The story-within-a-story narrative device, which has the dual effect of bringing in young listeners as replacement protagonists while simultaneously blowing their little minds with an early dose of meta-theatricality, would subsequently be emulated by “The Princess Bride.” Falkor, the fluffy white dog/dragon, is the star of the show thanks to the inventive puppetry, which is both rough and hypnotic. It’s easy to see how heartbreaking the film is when you view it again as an adult. Depression is an apparent metaphor for the nothing, a malicious monster threatening to swallow all that is good. For a children’s fantasy film on nihilism, the Germans are the best. Maybe we wouldn’t all be so delicate if more American films were so realistic in tone and meaning. —JD
12. “Princess Mononoke” (Hayao Miyazaki, 1997)

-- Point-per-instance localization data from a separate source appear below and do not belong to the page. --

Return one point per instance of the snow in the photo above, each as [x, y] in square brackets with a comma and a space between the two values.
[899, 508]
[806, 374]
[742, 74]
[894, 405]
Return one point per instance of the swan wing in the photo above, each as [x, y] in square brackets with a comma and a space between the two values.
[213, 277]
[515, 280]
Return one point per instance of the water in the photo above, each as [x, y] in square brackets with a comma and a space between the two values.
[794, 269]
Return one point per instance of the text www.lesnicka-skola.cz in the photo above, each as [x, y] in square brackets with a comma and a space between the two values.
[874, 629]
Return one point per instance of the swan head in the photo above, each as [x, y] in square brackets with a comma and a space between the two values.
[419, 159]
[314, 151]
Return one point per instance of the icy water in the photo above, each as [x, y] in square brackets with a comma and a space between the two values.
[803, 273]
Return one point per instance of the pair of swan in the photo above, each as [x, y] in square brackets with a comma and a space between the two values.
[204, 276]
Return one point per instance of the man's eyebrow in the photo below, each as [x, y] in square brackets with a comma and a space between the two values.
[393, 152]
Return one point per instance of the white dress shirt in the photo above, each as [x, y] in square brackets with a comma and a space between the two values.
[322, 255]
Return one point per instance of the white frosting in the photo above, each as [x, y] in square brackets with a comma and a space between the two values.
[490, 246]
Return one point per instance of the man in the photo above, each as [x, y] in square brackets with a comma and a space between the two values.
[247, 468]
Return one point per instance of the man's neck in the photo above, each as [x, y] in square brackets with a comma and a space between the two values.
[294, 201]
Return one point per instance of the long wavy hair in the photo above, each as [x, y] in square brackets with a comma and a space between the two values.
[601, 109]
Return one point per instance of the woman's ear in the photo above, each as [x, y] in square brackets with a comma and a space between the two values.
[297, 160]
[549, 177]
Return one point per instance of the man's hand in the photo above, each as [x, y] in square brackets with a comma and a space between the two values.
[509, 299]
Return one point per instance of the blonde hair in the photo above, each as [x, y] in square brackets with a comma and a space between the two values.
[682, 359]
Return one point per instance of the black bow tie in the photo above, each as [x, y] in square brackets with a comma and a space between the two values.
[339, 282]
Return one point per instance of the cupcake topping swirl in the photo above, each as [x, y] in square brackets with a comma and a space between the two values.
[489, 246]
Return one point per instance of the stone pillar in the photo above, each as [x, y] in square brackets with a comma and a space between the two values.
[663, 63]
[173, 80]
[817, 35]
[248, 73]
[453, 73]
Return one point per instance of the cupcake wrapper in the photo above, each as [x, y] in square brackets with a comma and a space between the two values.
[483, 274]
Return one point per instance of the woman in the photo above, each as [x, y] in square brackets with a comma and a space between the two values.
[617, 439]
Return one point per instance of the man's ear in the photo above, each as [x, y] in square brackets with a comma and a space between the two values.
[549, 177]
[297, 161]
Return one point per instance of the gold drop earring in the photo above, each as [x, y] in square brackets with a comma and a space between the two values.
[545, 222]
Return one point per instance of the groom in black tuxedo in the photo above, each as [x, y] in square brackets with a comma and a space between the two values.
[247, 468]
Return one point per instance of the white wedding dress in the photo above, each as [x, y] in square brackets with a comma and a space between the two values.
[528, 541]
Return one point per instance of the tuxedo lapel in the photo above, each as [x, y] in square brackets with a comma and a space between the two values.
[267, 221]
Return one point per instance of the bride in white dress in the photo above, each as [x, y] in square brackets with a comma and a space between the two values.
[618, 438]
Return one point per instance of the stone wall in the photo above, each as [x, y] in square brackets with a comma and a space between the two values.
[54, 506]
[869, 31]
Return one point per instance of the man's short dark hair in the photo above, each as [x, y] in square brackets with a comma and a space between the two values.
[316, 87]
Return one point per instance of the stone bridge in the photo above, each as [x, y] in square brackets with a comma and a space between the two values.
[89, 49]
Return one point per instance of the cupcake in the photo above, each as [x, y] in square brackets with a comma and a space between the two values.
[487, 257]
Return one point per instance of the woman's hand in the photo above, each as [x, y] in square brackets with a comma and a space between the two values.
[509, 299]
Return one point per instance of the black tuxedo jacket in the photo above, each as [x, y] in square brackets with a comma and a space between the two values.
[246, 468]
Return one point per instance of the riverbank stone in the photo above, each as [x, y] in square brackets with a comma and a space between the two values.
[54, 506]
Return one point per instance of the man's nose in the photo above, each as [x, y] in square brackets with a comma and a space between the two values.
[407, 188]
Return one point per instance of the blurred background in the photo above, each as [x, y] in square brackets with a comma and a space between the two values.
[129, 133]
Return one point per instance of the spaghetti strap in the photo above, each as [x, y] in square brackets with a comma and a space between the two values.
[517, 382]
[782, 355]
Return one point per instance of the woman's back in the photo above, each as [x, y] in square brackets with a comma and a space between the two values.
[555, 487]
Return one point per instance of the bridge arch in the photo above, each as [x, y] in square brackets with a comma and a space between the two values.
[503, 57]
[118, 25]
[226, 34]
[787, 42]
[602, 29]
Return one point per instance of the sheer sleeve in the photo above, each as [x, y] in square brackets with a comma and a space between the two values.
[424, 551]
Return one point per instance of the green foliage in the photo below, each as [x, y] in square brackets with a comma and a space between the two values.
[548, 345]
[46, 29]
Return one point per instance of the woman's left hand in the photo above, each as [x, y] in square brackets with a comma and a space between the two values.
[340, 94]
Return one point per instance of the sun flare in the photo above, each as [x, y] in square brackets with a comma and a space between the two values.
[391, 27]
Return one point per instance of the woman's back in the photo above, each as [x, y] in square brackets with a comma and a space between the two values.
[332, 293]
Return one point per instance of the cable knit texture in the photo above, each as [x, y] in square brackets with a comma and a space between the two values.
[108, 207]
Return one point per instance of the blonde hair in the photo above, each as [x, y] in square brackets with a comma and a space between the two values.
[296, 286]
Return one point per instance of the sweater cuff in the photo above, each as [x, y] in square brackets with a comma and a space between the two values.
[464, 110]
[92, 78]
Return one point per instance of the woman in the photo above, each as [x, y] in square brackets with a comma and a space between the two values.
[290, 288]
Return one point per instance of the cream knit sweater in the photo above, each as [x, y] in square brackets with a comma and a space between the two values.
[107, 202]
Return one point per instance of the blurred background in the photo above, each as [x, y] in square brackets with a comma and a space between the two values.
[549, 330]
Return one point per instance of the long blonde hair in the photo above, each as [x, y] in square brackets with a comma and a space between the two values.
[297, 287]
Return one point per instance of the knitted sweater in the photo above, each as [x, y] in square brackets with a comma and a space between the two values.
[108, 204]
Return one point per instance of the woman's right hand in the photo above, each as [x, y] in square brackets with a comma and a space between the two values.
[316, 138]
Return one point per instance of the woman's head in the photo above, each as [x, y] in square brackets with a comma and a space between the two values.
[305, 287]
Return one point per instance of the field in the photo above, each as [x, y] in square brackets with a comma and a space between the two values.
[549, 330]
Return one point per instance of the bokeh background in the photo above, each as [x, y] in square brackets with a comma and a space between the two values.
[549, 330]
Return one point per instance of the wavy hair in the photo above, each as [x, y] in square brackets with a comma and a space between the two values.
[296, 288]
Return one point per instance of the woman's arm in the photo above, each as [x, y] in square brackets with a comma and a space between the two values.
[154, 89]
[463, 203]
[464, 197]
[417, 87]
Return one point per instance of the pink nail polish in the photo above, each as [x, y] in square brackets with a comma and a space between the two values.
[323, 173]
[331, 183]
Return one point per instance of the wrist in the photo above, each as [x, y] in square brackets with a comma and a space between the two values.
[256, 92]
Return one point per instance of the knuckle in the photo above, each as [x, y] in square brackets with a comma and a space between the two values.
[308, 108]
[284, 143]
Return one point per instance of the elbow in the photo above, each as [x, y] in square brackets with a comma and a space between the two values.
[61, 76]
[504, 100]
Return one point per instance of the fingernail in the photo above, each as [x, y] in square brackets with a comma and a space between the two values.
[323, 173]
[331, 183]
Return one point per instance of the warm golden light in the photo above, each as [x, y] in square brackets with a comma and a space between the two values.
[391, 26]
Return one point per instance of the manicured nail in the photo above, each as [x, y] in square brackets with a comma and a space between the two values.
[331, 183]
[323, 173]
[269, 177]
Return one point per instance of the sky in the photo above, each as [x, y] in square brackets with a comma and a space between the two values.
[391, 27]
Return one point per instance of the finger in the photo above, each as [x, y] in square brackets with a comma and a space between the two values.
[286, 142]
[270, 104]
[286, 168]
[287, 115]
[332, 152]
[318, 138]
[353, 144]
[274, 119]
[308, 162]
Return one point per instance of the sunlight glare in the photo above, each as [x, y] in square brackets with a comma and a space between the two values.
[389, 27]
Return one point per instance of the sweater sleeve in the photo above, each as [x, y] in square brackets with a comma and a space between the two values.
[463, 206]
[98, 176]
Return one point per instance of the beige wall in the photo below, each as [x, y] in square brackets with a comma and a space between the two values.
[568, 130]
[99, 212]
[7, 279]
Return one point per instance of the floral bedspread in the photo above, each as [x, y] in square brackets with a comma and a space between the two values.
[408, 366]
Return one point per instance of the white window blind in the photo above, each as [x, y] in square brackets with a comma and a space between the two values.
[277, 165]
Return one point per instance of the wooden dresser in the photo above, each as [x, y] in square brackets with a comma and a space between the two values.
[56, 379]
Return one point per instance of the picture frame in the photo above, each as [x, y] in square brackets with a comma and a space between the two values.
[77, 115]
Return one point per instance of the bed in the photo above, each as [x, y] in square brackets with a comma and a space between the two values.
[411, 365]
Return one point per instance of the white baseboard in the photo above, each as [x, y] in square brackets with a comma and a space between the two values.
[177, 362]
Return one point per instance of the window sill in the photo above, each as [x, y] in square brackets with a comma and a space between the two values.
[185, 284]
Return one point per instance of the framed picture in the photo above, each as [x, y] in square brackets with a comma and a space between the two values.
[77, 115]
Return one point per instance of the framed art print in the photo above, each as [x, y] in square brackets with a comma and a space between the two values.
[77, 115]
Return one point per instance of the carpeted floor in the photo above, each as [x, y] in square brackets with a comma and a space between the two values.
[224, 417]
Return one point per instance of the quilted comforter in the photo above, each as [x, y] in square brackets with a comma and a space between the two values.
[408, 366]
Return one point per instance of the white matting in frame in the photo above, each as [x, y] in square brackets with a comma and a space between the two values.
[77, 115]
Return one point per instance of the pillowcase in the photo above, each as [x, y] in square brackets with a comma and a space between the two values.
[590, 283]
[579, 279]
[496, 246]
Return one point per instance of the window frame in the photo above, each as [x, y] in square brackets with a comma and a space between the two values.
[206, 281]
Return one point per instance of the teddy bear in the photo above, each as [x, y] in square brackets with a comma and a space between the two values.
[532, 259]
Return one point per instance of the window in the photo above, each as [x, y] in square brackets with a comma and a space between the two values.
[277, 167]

“Princess Mononoke,” a film by Hayao Miyazaki set in Japan’s late Muromachi period, tells the story of young prince Ashitaka, who befriends a woman raised by wolves and becomes embroiled in a battle between forest spirits and humans determined to destroy them and deplete the forest’s natural resources. As a continuation of the concepts and characters first introduced in “Nausicaä of the Valley of the Wind,” “Princess Mononoke” has an environmentalist core as well as an action-ready female protagonist. With more savagery and visceral, immersive set pieces, “Mononoke” takes the pace of “Nausicaä” and amplifies it. Back-to-back viewings of these two Ghibli films reveals Miyazaki’s development as a storyteller and his desire to challenge himself over the course of 13 years. —ZS
13. “A Christmas Carol” (Brian Desmond Hurst, 1951)
“Scrooge,” Charles Dickens’ best-known Christmas tale, has been made into a film by Alastair Sim, and it’s widely considered to be one of the best. After establishing a droll humorous presence on screen (his bloodhound visage exhibits a spectrum of tragicomic delights), Sim’s portrayal of Ebenezer Scrooge, the wretched miser, is enhanced by the noir-like black-and-white ambiance.
Using a mixture of social realism and German Expressionism, Brian Desmond Hurst manages to express both terror and humour without ever going over the top in the film. Screenwriter Noel Langley’s (The Wizard of Oz) additional history on Ebenezer Scrooge and Jacob Marley’s tortured soul, Michael Hordern (Scrooge), is positively frightening in this adaptation of A Christmas Carol. When it first came out, this version resonated the most with the general public (it was a big hit in Great Britain, but not in the United States until it was resurrected on television, like “It’s a Wonderful Life”). Bill Desowitz, author.
14. “Mary Poppins” (Robert Stevenson, 1964)
Is there anyone who hasn’t dreamed of having an enchanting and magical nanny come into their lives and assist them get through the tough times with a spoonful of sugar? It is a film that is constructed on childhood fantasies and the belief that magic is powerful enough to bring about genuine change, like many of its ilk. To tell the raucous, winning story of the nanny’s zest for life (and her large suitcase, filled with all manner of things), the Julie Andrews-starring Disney hit weaved together live-action and animation to tell the story of the struggling Banks family, based on the books by P.L. Travers about the eponymous nanny.
In spite of the fact that many people, especially generations of children, were reared on “Poppins,” the film also has a more grounded and emotional side to its characters and plot. Although the film is full of sweeping musical numbers, “Mary Poppins” focuses on how decent individuals can make a beneficial impact on the world, from saving a family to bringing needed cheer. This type of message is generally best conveyed in more heightened films.